P/D Routing Sidecar
This project provides a reverse proxy redirecting incoming requests
to the prefill worker specified in the x-prefiller-url
HTTP request header.
This is a prototype of a vLLM-native protocol for disaggregated serving. The inference scheduler determines the best decode worker when it determines the prefill worker, then informs the prefill worker where to direct the K/V transfer as a single transaction. This ensures request cancellation or failures release resources on both workers promptly.
See the disaggregated serving Northstar for more.
Getting Started
Requirements
- a container engine (docker, podman, etc...)

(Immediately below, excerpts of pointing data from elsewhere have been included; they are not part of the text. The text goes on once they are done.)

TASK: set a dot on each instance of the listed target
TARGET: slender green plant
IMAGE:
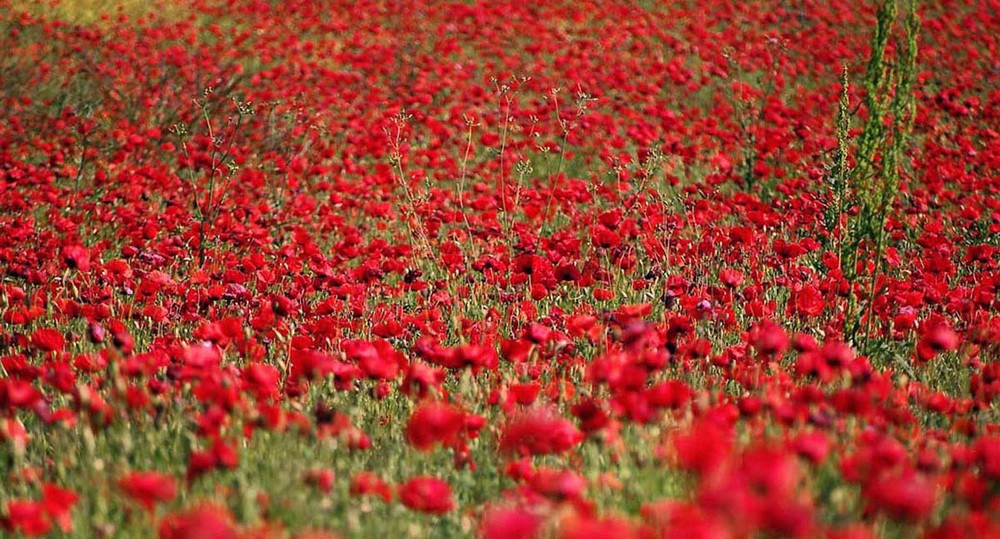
(871, 184)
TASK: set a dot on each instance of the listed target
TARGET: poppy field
(555, 270)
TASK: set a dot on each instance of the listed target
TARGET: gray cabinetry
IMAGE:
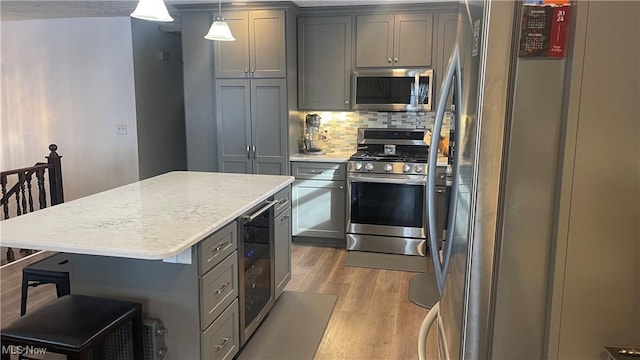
(218, 289)
(324, 63)
(252, 118)
(282, 241)
(259, 49)
(395, 40)
(447, 29)
(318, 199)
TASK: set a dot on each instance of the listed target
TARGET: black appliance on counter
(387, 197)
(257, 269)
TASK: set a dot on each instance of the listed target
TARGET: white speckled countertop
(155, 218)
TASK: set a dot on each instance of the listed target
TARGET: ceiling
(47, 9)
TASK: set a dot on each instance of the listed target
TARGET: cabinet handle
(221, 246)
(222, 344)
(221, 288)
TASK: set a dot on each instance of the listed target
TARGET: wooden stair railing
(22, 189)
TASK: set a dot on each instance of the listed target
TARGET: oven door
(387, 205)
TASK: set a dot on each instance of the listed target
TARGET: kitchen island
(152, 242)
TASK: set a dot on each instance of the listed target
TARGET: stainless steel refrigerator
(493, 269)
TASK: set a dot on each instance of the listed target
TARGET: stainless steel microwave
(392, 90)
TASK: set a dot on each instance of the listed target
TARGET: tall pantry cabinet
(252, 80)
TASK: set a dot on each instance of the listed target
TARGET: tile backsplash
(341, 127)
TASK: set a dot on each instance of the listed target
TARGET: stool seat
(73, 324)
(52, 270)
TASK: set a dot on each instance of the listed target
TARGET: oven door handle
(387, 180)
(268, 206)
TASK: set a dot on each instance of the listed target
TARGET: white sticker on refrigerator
(476, 38)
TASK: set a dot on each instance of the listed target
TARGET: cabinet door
(318, 208)
(267, 44)
(324, 63)
(282, 233)
(268, 125)
(446, 39)
(413, 34)
(374, 40)
(233, 114)
(232, 57)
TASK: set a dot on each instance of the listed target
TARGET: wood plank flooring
(373, 317)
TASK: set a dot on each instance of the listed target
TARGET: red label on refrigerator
(559, 28)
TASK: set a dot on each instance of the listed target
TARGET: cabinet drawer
(220, 340)
(318, 171)
(216, 247)
(283, 197)
(218, 289)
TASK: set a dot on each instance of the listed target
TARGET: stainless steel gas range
(387, 196)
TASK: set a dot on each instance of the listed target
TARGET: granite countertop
(156, 218)
(336, 157)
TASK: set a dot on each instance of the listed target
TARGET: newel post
(55, 175)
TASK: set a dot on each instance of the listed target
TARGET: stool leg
(137, 331)
(63, 288)
(23, 300)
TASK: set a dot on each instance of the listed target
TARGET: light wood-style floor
(372, 319)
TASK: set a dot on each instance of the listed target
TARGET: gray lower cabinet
(218, 288)
(324, 63)
(318, 200)
(252, 125)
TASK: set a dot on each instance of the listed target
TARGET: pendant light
(153, 10)
(219, 29)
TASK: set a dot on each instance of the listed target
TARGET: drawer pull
(223, 344)
(221, 246)
(221, 288)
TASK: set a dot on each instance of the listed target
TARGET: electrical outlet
(121, 129)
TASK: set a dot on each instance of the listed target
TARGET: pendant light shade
(219, 29)
(153, 10)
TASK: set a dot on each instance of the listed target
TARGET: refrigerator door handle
(427, 323)
(452, 73)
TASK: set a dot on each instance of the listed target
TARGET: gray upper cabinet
(252, 124)
(396, 40)
(259, 49)
(446, 39)
(324, 63)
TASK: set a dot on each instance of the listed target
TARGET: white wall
(69, 82)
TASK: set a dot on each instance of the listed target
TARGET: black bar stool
(76, 325)
(52, 270)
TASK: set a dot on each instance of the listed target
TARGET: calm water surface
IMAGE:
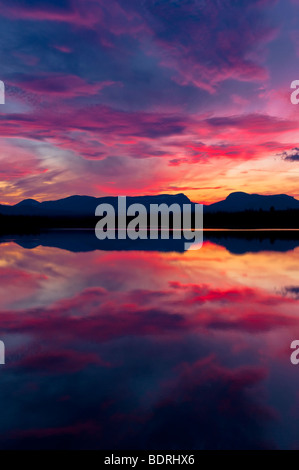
(148, 349)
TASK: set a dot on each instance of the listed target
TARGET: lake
(148, 346)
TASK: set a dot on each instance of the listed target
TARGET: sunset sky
(134, 97)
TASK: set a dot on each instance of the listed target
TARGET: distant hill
(238, 211)
(84, 206)
(239, 202)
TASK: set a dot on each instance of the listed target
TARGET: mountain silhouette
(238, 211)
(239, 202)
(84, 206)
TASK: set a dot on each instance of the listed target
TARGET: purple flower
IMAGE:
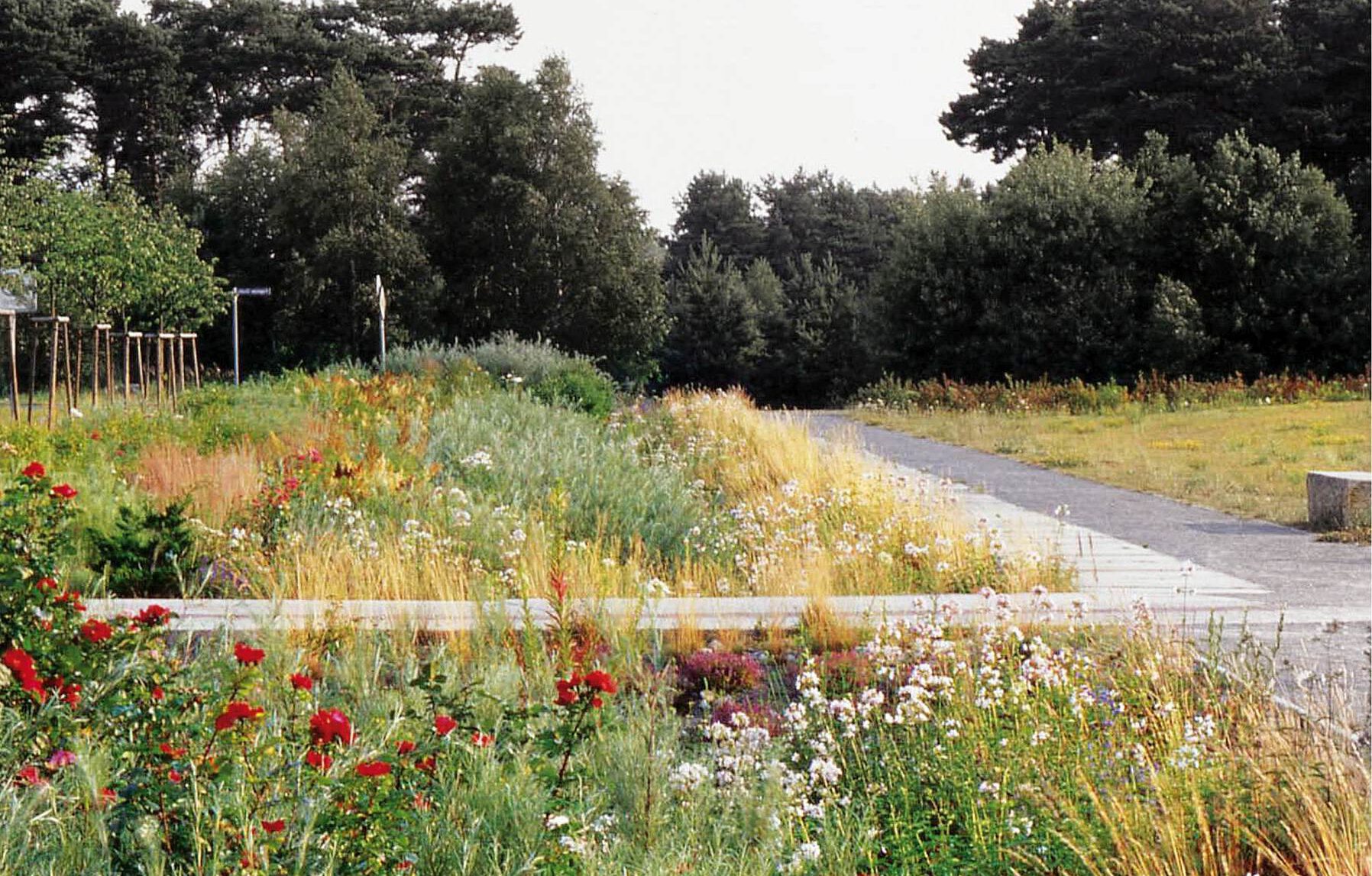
(60, 758)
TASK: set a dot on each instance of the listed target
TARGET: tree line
(1189, 195)
(1241, 260)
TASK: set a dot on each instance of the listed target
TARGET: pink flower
(601, 682)
(60, 758)
(374, 768)
(236, 712)
(154, 616)
(329, 724)
(248, 655)
(29, 775)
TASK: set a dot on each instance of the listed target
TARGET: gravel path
(1322, 593)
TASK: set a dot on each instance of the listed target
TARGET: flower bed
(419, 487)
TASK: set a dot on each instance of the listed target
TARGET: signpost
(248, 291)
(380, 305)
(17, 295)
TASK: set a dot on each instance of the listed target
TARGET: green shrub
(581, 388)
(146, 553)
(565, 464)
(534, 362)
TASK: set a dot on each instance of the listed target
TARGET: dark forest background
(1189, 193)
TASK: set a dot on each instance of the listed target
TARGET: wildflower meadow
(982, 741)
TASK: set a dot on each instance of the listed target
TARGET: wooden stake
(14, 367)
(143, 374)
(180, 354)
(108, 362)
(167, 338)
(95, 367)
(66, 346)
(34, 374)
(195, 358)
(53, 373)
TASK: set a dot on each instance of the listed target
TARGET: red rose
(72, 598)
(329, 724)
(603, 682)
(96, 631)
(374, 768)
(319, 760)
(18, 661)
(236, 712)
(248, 655)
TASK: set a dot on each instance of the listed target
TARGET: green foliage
(720, 208)
(718, 327)
(1079, 267)
(530, 238)
(148, 553)
(1102, 73)
(101, 254)
(579, 388)
(339, 217)
(561, 461)
(531, 360)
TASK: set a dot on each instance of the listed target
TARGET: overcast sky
(759, 86)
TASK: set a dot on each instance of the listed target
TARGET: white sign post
(380, 305)
(250, 291)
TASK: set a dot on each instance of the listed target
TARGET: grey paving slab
(1277, 581)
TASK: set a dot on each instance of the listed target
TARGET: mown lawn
(1247, 461)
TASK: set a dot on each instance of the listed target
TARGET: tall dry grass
(215, 484)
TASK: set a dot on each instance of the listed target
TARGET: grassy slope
(1247, 461)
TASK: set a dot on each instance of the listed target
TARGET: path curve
(1306, 581)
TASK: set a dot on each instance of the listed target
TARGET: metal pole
(236, 379)
(14, 370)
(380, 302)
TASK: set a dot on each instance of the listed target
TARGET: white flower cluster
(477, 460)
(357, 528)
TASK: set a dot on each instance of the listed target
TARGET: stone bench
(1338, 499)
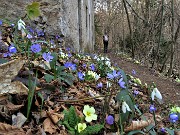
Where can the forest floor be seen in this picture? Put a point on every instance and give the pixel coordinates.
(169, 88)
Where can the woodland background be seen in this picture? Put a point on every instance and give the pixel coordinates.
(148, 30)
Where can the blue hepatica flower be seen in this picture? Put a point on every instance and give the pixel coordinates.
(110, 120)
(121, 83)
(84, 65)
(35, 48)
(152, 108)
(81, 76)
(135, 92)
(5, 55)
(12, 24)
(173, 117)
(40, 33)
(29, 36)
(114, 74)
(92, 66)
(70, 65)
(12, 49)
(163, 130)
(99, 85)
(1, 22)
(47, 56)
(133, 72)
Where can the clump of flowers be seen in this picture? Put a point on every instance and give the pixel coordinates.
(173, 117)
(47, 56)
(81, 127)
(89, 113)
(125, 107)
(70, 65)
(91, 75)
(156, 93)
(152, 108)
(35, 48)
(110, 120)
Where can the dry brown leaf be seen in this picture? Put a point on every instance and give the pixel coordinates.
(18, 120)
(48, 126)
(6, 129)
(177, 132)
(8, 72)
(11, 107)
(135, 125)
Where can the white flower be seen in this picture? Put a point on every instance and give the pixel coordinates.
(156, 93)
(89, 112)
(125, 107)
(21, 25)
(108, 63)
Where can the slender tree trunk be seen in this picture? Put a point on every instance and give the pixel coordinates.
(123, 34)
(130, 29)
(160, 34)
(173, 42)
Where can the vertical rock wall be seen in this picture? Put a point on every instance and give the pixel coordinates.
(58, 17)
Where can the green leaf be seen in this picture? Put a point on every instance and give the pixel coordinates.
(73, 119)
(48, 78)
(124, 77)
(53, 62)
(3, 61)
(135, 132)
(92, 129)
(121, 95)
(33, 10)
(171, 132)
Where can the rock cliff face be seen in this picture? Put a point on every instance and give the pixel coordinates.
(72, 18)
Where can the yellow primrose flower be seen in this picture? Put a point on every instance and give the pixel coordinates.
(81, 127)
(138, 81)
(89, 112)
(175, 109)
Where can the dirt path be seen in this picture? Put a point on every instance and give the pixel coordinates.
(170, 90)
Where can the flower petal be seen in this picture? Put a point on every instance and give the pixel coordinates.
(88, 119)
(153, 94)
(158, 94)
(94, 116)
(123, 107)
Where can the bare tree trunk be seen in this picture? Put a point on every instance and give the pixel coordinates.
(130, 29)
(160, 34)
(173, 42)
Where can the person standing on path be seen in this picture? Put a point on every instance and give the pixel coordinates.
(105, 42)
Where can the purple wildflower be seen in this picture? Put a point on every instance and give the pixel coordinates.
(12, 24)
(29, 36)
(152, 108)
(12, 49)
(70, 65)
(133, 72)
(5, 55)
(110, 120)
(135, 92)
(92, 66)
(99, 85)
(47, 56)
(163, 130)
(173, 117)
(40, 33)
(114, 74)
(81, 76)
(1, 22)
(84, 65)
(35, 48)
(121, 83)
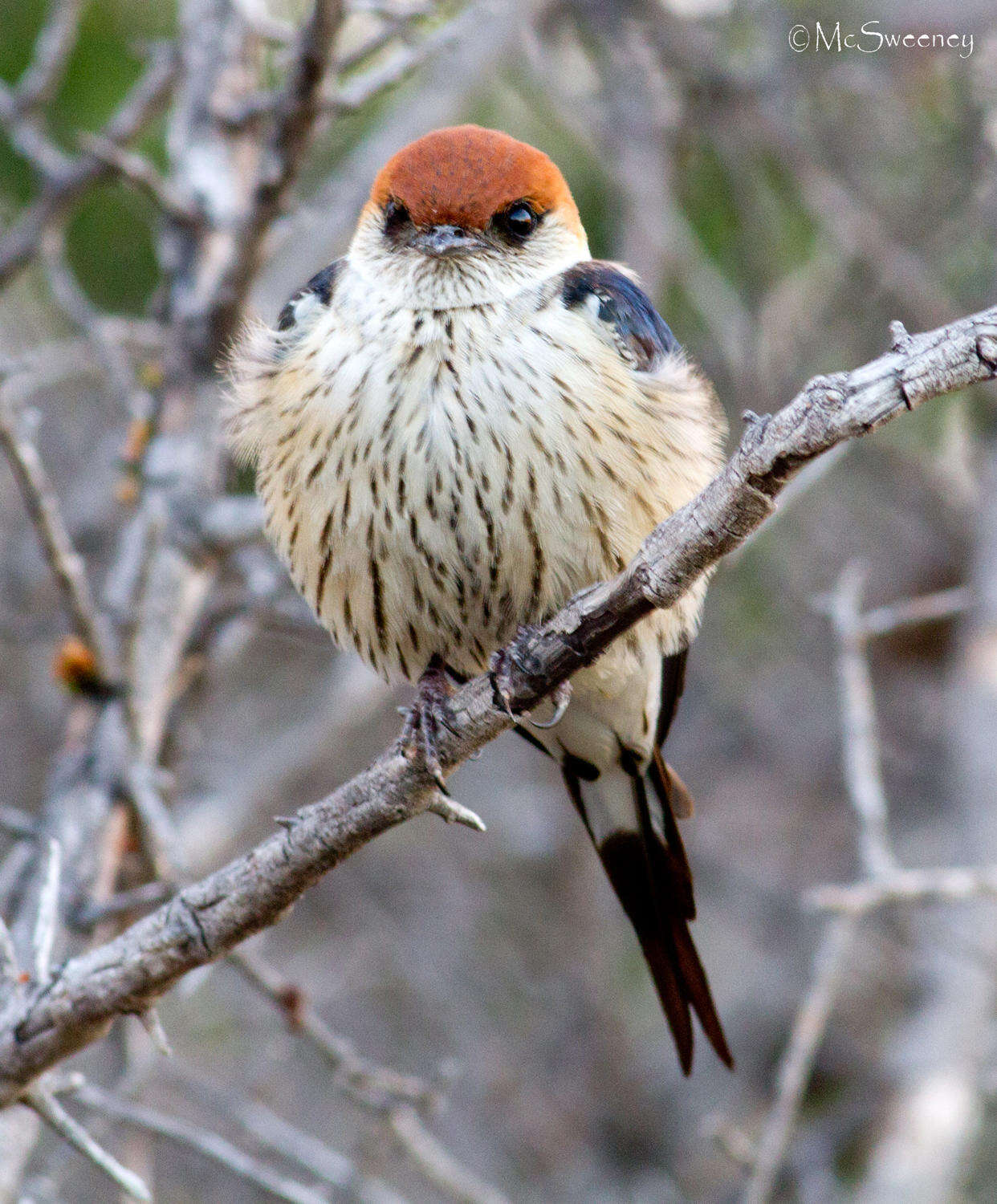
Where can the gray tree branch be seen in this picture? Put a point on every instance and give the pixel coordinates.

- a server with at least 2 GPUs
Quick Start (From source)
- Start two vLLM servers with P/D enabled via the NIXLConnector.
In one terminal, run this command to start the decoder:
$ podman run --network host --device nvidia.com/gpu=0 -v $HOME/models:/models \
-e UCX_TLS="cuda_ipc,cuda_copy,tcp" \
-e VLLM_NIXL_SIDE_CHANNEL_PORT=5555 \
-e VLLM_NIXL_SIDE_CHANNEL_HOST=localhost \
-e VLLM_LOGGING_LEVEL=DEBUG \
-e HF_HOME=/models ghcr.io/llm-d/llm-d:0.0.8 --model Qwen/Qwen3-0.6B \
--enforce-eager \
--port 8001 \
--kv-transfer-config='{"kv_connector":"NixlConnector","kv_role":"kv_both"}'
In another terminal, run this command to start the prefiller:
$ podman run --network host --device nvidia.com/gpu=1 -v $HOME/models:/models \
-e UCX_TLS="cuda_ipc,cuda_copy,tcp" \
-e VLLM_NIXL_SIDE_CHANNEL_PORT=5556 \
-e VLLM_NIXL_SIDE_CHANNEL_HOST=localhost \
-e VLLM_LOGGING_LEVEL=DEBUG \
-e HF_HOME=/models ghcr.io/llm-d/llm-d:0.0.8 --model Qwen/Qwen3-0.6B \
--enforce-eager \
--port 8002 \
--kv-transfer-config='{"kv_connector":"NixlConnector","kv_role":"kv_both"}'
- Clone and start the routing proxy.
In another terminal, clone this repository and build the routing proxy:
$ git clone https://github.com/llm-d/llm-d-routing-sidecar.git && \
cd llm-d-routing-sidecar && \
make build
In the same terminal, start the routing proxy:
$ ./bin/llm-d-routing-sidecar -port=8000 -vllm-port=8001 -connector=nixlv2
- Send a request.
Finally, in another terminal, send a chat completions request to the router proxy on port 8000 and tell it to use the prefiller on port 8002:
$ curl http://localhost:8000/v1/completions \
-H "Content-Type: application/json" \
-H "x-prefiller-url: http://localhost:8002" \
-d '{
"model": "Qwen/Qwen3-0.6B",
"prompt": "Author-contribution statements and acknowledgements in research papers should state clearly and specifically whether, and to what extent, the authors used AI technologies such as ChatGPT in the preparation of their manuscript and analysis. They should also indicate which LLMs were used. This will alert editors and reviewers to scrutinize manuscripts more carefully for potential biases, inaccuracies and improper source crediting. Likewise, scientific journals should be transparent about their use of LLMs, for example when selecting submitted manuscripts. Mention the large language model based product mentioned in the paragraph above:"
}'
- Verification
Observe the request is processed by both the prefiller and then the decoder:
Prefiller logs (trimmed for clarity purpose):
...
Received request cmpl-386a7566-31a0-11f0-b783-0200017aca02-0: prompt: ...
...
NIXLConnector request_finished, request_status=7 ...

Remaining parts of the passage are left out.